Grunderwerbsteuer: Die Änderungen im Überblick

Was sich laut Begutachtungsentwurf zur Steuerreform bei der Grunderwerbsteuer alles ändern soll. Die große Übersicht der Steuerexperten von TPA Horwath.

Nach aktueller Rechtslage unterscheidet das Grunderwerbsteuergesetz (GrEStG) zwei Gruppen:
- „Familie“ im Sinne der GrESt, und
- „Nicht-Familie“.

Übertragungen innerhalb der „GrESt-Familie“ werden aktuell auf Basis des 3-fachen Einheitswertes bemessen; auf Antrag wird die GrESt jedoch höchstens von 30 % des gemeinen Wertes, welcher de facto den Verkehrswert repräsentiert, berechnet, und unterliegen zusätzlich dem begünstigten Steuersatz von 2 %.

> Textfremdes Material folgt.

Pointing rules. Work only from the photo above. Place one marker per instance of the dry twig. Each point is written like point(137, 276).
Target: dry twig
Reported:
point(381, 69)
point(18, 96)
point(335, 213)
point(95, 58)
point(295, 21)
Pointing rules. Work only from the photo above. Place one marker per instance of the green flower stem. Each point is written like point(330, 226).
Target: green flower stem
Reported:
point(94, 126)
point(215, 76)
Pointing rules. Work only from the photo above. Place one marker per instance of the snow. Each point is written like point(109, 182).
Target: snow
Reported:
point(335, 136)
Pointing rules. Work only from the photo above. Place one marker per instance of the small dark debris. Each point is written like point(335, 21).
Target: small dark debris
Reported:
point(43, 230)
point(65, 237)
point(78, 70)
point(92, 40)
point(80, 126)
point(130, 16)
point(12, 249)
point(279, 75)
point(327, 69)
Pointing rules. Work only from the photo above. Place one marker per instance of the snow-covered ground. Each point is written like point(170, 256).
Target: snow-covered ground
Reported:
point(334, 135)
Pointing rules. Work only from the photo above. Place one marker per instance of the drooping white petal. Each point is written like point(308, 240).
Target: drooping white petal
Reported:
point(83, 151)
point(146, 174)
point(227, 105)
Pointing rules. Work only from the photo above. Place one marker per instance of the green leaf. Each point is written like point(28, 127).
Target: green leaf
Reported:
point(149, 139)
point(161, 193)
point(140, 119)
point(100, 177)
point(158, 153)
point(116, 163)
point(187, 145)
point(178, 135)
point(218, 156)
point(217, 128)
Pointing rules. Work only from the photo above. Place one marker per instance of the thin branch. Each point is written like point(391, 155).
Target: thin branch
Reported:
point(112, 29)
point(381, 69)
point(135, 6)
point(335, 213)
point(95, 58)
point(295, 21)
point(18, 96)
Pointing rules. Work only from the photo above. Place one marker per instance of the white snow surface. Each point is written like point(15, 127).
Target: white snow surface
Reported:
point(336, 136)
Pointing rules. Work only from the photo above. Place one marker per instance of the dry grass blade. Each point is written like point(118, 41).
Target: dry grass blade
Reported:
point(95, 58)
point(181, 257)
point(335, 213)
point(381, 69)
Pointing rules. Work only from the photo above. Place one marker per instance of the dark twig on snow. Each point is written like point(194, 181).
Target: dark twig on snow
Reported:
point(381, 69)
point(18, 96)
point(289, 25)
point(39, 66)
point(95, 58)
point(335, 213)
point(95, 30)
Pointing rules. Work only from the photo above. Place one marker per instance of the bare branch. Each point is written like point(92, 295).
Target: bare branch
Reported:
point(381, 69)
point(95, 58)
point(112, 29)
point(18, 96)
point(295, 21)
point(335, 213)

In allen anderen Fällen (ausgenommen Sonderfälle wie z.B. Umgründungen) bildet grundsätzlich der Wert der Gegenleistung die Bemessungsgrundlage. Allerdings gilt: Sollte eine Gegenleistung nicht vorhanden oder ermittelbar sein oder geringer sein als der gemeine Wert, so bildet der gemeine Wert (de facto der Verkehrswert) die Bemessungsgrundlage. Außerhalb der Familie kommt der Steuersatz von 3,5 % zur Anwendung.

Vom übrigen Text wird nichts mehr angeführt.